Este radar é um bom exemplo.







*Utilizem neste endereço*: *https://www.tempo.pt/radar*

Enquanto que o radar do IPMA é atualizado de 5 em 5 minutos, este é atualizado de 10 em 10 minutos. Por outro lado, tem a vantagem de poder ser visionado em toda a Península Ibérica, enquanto que o do IPMA apenas se limita ao território nacional (se estiverem os 3 radares a funcionar).

Ainda assim, acho este radar mais rápido e prático de funcionar do que o do IPMA. Na velocidade de acesso ao website, este é consideravelmente superior do que o do nosso instituto meteorológico português.


----------



## SpiderVV (1 Fev 2019 às 16:43)

Esse mapa utiliza os radares do IPMA também  É mais rápido de visualizar, mas podes ver uma hora em que de repente desaparece a cobertura no Norte de Portugal porque o radar de Arouca vai abaixo.


----------



## pe5cinco5 (1 Fev 2019 às 16:48)

SpiderVV disse:


> Esse mapa utiliza os radares do IPMA também  É mais rápido de visualizar, mas podes ver uma hora em que de repente desaparece a cobertura no Norte de Portugal porque o radar de Arouca vai abaixo.

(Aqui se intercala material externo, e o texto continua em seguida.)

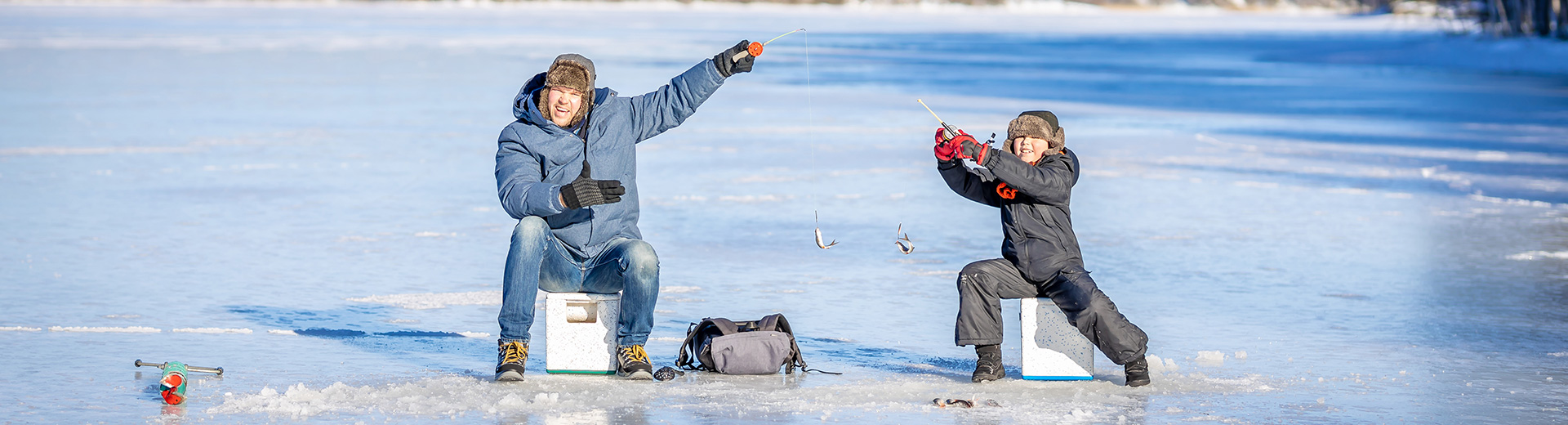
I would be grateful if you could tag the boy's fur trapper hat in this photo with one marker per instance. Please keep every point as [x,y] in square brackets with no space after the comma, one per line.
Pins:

Pois, não sabia. Ainda assim, acho mais prático e rápido do que o radar do IPMA. Como digo no título, é uma alternativa.

Aliás, se o ECMWF utiliza os radares da AEMET até pode ser bom, porque os radares do lado espanhol apanham, em parte, o lado português. E se o o nosso falhar, o deles pode ajudar a substituir.


----------